I happened to be watching the launch on CNN that day, and I also happened to be up early watching the re-entry of the Columbia on CNN. What a sick feeling both times.
posted by Red Loop at 5:37 PM on January 19, 2014


Too many connections. I was in 5th grade, and we heard about it in school (didn't watch it live). One of my high school teachers was a state finalist in the teacher-in-space program, and had never quite recovered from the events of that day. I later worked with the guy who did the image analysis that helped them understand that the crew survived until impact, and read the internal NASA report (which is clinical and chilling).

Some years later, I had just gotten back home after a Saturday morning donut run, walked into my Dallas apartment, and heard the sliding glass door rattle. I thought, "huh, must be windy", and then was confused, because I had just been outside, and there wasn't a breath of wind. When I turned on the TV about an hour later, I figured out that I had heard the shockwave that marked the death of seven more astronauts.
posted by grajohnt at 6:10 PM on January 19, 2014 [2 favorites]


I said that it was our generation's Kennedy moment, the one where we'd all remember where we were when we heard the news or first saw the footage. They were skeptical.

This is weirdly what I remember most about the challenger explosion. I was 10, and our class was watching it live on a TV in the hallway. I don't know why in the hallway, but maybe it was because they didn't have enough to for each class? I think I was too far away to see well , and didn't understand what was happening until the teachers explained. We had several teachers and the principal explain it to us. And they all said we'd remember it like they did the Kennedy assassination. Same thing was said by my family, and neighbors.

If I remember anything about that day, it was this sentiment repeated over and over. I remember that much more than anything else about the disaster.
posted by [insert clever name here] at 9:03 PM on January 19, 2014


I think we must have had a snow day or a delay, because I watched it at home, and then had to endure days and days of rebroadcasts, in school and on the news at home.
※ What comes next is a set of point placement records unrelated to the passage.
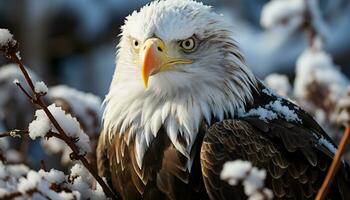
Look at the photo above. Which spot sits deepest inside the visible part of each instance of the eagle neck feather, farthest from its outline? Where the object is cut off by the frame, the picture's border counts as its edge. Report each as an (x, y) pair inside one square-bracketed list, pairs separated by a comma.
[(143, 112)]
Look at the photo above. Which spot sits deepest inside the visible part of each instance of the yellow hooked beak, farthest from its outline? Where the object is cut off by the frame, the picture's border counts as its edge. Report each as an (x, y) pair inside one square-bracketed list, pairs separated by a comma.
[(156, 59)]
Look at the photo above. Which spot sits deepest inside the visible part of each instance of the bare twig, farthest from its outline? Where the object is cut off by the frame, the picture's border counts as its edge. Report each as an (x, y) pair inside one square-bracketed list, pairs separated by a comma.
[(11, 53), (334, 166)]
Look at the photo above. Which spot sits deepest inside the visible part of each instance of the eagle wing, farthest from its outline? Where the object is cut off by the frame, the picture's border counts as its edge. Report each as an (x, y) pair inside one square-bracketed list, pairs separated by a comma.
[(295, 162)]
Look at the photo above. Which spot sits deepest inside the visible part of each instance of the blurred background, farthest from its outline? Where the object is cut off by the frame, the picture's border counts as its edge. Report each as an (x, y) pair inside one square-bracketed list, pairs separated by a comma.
[(73, 42)]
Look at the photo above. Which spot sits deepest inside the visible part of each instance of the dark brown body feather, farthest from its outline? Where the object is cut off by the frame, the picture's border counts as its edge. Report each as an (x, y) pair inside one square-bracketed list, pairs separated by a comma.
[(296, 163)]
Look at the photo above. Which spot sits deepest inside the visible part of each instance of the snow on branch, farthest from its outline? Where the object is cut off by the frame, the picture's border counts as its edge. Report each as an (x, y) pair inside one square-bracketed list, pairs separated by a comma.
[(41, 88), (278, 12), (252, 179), (20, 181), (42, 125), (6, 39), (51, 121), (319, 86)]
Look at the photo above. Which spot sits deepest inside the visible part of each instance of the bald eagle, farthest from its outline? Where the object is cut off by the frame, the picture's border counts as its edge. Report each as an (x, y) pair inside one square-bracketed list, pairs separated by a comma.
[(182, 102)]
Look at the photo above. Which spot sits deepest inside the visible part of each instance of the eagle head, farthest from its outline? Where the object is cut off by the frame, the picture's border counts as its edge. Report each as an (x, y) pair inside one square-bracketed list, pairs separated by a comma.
[(177, 63)]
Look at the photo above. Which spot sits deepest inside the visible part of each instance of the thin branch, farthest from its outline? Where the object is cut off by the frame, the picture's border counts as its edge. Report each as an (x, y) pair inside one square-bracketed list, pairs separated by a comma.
[(24, 91), (11, 53), (334, 166)]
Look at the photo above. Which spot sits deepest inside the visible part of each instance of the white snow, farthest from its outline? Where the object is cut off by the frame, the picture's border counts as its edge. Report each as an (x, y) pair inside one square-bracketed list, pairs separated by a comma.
[(263, 113), (6, 37), (85, 106), (53, 176), (83, 182), (279, 83), (277, 12), (41, 125), (252, 178), (16, 81), (40, 87), (317, 66), (326, 143)]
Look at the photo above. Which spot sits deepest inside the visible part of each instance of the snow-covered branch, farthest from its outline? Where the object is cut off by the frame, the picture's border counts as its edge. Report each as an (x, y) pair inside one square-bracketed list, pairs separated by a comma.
[(52, 118)]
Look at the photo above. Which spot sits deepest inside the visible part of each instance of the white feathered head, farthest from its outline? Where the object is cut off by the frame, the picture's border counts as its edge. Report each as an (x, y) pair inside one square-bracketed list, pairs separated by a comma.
[(177, 63)]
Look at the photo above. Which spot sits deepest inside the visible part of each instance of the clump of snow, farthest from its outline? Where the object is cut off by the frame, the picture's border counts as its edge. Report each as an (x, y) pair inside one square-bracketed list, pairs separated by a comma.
[(263, 113), (42, 125), (6, 38), (85, 106), (40, 87), (278, 12), (32, 184), (16, 81), (251, 177), (82, 181), (317, 66), (279, 83), (53, 176)]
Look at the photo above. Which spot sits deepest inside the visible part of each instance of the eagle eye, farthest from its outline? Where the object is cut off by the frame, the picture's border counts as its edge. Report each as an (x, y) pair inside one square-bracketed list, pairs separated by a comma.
[(136, 44), (188, 45)]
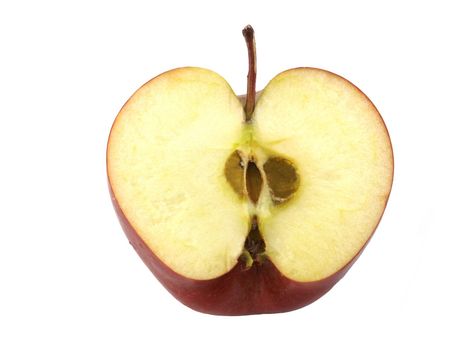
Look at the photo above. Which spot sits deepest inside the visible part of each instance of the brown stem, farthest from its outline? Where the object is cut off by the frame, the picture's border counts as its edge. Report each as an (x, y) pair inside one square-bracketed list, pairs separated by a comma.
[(249, 35)]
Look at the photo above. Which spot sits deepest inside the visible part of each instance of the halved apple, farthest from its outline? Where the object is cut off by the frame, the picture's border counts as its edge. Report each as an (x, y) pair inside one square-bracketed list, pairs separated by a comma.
[(256, 210)]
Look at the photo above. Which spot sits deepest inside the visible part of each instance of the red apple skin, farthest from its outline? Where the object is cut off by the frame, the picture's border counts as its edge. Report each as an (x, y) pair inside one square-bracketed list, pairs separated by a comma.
[(258, 290), (262, 289)]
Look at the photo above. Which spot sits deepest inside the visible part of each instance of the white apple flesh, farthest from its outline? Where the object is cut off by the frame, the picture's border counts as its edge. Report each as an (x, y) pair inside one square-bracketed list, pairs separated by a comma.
[(189, 214)]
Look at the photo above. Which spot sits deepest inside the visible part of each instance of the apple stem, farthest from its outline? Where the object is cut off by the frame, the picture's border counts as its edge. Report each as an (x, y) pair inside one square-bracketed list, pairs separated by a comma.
[(249, 35)]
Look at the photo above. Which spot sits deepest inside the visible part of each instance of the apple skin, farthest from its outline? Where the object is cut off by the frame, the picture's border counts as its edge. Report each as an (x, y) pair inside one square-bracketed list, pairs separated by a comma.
[(262, 289), (258, 290)]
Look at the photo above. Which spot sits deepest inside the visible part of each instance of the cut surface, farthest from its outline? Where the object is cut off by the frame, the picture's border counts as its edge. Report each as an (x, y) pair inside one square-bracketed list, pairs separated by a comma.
[(166, 157), (339, 145)]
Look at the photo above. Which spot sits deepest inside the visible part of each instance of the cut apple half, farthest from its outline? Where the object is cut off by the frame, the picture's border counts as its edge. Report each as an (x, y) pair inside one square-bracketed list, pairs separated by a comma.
[(206, 190)]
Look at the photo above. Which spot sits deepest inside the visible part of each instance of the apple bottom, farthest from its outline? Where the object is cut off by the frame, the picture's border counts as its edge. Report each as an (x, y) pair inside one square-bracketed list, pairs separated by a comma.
[(259, 289)]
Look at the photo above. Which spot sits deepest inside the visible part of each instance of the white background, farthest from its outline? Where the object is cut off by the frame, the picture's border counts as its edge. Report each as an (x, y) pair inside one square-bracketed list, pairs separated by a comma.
[(68, 277)]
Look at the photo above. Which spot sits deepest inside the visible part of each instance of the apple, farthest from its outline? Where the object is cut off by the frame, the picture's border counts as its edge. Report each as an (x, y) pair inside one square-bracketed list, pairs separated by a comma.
[(255, 207)]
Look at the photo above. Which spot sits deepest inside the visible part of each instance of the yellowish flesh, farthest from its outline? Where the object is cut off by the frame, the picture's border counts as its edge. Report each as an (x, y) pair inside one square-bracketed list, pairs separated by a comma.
[(166, 159), (169, 145), (339, 144)]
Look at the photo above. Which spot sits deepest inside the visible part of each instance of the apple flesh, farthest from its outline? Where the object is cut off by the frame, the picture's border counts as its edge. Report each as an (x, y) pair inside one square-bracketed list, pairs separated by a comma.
[(243, 215)]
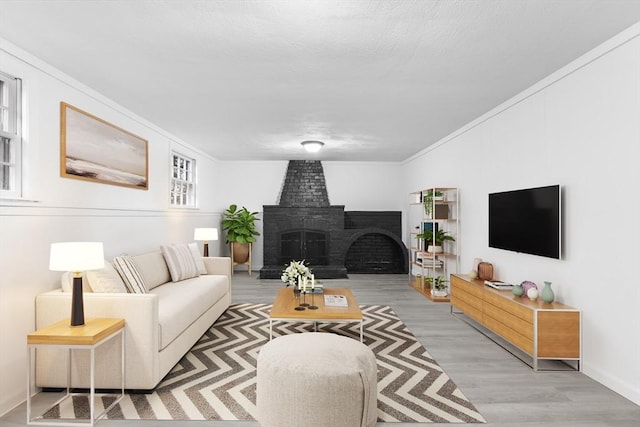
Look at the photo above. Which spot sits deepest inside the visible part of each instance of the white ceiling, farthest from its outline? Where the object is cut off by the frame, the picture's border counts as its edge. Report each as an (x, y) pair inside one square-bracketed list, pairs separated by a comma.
[(249, 80)]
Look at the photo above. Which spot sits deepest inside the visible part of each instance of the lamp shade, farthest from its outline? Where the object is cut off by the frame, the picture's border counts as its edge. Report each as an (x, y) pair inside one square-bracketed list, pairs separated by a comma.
[(205, 234), (76, 256)]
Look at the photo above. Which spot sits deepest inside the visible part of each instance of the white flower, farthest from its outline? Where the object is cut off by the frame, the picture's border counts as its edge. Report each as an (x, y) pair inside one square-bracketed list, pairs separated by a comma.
[(295, 270)]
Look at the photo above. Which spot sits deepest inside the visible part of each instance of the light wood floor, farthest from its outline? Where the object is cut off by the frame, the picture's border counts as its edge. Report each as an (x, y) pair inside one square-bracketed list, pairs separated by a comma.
[(506, 391)]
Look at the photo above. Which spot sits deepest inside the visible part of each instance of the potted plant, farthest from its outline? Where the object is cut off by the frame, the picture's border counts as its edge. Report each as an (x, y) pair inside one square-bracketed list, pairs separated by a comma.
[(428, 198), (435, 240), (241, 231), (438, 286)]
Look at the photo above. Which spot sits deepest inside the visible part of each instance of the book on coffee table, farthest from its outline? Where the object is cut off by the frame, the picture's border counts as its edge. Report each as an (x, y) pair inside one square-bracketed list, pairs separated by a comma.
[(335, 301)]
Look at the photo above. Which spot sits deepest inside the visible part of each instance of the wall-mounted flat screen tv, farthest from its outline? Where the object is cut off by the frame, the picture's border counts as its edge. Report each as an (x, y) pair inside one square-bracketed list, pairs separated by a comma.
[(526, 221)]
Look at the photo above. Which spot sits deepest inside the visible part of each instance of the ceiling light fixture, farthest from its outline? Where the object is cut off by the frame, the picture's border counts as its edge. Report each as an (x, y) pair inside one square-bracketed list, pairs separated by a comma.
[(312, 146)]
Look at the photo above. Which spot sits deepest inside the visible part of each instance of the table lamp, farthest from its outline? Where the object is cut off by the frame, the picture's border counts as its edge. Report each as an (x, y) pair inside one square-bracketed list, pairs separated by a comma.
[(76, 257), (205, 234)]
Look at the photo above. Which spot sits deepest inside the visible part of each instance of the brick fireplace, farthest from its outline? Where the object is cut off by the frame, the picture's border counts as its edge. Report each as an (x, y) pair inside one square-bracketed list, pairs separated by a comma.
[(304, 225)]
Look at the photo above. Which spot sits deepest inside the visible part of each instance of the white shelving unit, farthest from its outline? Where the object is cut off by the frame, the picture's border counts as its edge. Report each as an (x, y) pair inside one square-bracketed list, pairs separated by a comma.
[(434, 209)]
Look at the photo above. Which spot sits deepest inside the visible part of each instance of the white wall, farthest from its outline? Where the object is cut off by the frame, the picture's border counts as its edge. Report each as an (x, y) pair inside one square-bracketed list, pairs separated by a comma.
[(126, 220), (63, 209), (579, 128)]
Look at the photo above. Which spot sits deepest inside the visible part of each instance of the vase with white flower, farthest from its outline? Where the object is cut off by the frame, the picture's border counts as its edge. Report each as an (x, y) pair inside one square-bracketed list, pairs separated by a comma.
[(296, 274)]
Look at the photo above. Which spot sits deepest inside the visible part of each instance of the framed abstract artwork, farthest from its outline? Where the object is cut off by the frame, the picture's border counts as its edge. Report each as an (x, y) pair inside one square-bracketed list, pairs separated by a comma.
[(93, 149)]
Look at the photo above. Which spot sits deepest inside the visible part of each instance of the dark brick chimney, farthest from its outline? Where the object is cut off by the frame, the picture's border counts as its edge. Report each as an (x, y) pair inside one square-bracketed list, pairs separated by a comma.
[(304, 185), (305, 226)]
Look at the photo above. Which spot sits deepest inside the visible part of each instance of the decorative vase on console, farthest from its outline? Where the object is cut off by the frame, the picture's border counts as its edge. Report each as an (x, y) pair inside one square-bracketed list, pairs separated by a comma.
[(547, 293), (518, 290)]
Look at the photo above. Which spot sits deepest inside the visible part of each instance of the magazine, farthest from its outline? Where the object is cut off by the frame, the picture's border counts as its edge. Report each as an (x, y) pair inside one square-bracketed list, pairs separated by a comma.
[(335, 301)]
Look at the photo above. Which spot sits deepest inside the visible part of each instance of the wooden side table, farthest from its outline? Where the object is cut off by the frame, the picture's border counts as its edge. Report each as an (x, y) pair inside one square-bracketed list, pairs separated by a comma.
[(89, 336)]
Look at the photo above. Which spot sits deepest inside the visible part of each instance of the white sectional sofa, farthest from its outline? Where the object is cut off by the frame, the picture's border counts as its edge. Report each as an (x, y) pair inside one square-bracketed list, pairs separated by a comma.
[(162, 322)]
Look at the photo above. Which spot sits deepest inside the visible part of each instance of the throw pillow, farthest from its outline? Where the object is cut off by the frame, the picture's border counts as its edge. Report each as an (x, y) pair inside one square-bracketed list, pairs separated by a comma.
[(106, 280), (195, 252), (66, 281), (180, 262), (130, 275)]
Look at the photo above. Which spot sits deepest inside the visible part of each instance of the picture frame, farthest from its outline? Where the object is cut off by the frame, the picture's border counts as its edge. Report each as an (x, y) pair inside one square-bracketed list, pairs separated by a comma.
[(92, 149)]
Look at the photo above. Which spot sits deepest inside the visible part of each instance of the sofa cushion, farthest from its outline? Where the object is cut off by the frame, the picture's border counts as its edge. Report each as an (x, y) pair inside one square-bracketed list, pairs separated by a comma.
[(182, 303), (180, 262), (131, 277), (105, 280), (153, 268)]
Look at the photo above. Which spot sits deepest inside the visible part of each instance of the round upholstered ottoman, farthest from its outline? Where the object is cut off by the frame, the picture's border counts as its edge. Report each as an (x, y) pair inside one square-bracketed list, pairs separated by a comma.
[(316, 380)]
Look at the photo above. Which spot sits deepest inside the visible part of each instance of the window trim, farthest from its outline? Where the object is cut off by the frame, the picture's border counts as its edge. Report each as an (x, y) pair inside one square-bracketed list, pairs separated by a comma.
[(14, 133), (190, 181)]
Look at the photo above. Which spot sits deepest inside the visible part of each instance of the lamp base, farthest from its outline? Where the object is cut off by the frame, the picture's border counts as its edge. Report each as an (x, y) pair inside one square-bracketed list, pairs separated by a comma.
[(77, 304)]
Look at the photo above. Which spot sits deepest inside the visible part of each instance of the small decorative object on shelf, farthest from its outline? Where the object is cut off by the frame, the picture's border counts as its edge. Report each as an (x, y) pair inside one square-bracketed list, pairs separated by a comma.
[(485, 271), (547, 293), (518, 290), (438, 286)]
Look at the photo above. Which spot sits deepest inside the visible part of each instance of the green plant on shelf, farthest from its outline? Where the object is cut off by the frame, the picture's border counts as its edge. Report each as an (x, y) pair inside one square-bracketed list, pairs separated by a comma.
[(437, 238), (427, 200)]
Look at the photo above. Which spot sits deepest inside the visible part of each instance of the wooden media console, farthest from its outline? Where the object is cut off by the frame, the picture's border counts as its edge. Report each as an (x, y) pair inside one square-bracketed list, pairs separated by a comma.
[(540, 330)]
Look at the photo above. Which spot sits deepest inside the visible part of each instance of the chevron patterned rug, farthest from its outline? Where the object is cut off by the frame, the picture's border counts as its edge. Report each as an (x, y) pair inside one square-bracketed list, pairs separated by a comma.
[(216, 380)]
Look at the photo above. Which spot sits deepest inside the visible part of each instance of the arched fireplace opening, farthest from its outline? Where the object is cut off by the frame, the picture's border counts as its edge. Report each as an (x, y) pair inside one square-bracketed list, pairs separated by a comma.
[(375, 252)]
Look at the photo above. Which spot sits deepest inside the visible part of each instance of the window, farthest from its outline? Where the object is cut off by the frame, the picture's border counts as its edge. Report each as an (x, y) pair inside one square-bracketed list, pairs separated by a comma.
[(10, 137), (183, 181)]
I used to get up early to watch shuttle launches, when almost no other force on Earth could get me out of bed early, and this one was just... I was soured on the whole experience after that.
posted by Mister Moofoo at 9:50 PM on January 19, 2014


me, here, 2006.

I was 18, on a break from college. I believe the rest of my punk rock house gathered in the TV area watching endless loops and smoking out.
posted by mwhybark at 10:50 PM on January 19, 2014


(I spent February 1, 2003 here, with some of you.)
posted by mwhybark at 10:53 PM on January 19, 2014


First year university; I was home studying for an exam all morning and didn't arrive at campus until early afternoon (Tuesdays I had no classes until 2:30). I walked into the student centre and passed the Blue Room, a student lounge so called because its floor (and the series of risers in place of seating) were carpeted with this navy blue broadloom. There was a TV mounted on the wall in there and early afternoon you might usually find three or four people watching a soap opera or a game show. That day there were maybe a hundred people crowded into the room, all eyes fixed on the CNN coverage.

I didn't make it to class that day.
posted by ricochet biscuit at 7:16 AM on January 20, 2014


No, though it wasn't the explosion that killed them.

For me, reading the NTSB report on the Pan Am crash was the worse. Astronauts are trained and known of a dangerous mission and possibilities. The passengers of Lockerbie's crash expected a nice holiday travel. They were conscious on their way down.

And I believe TWA over NY was as well.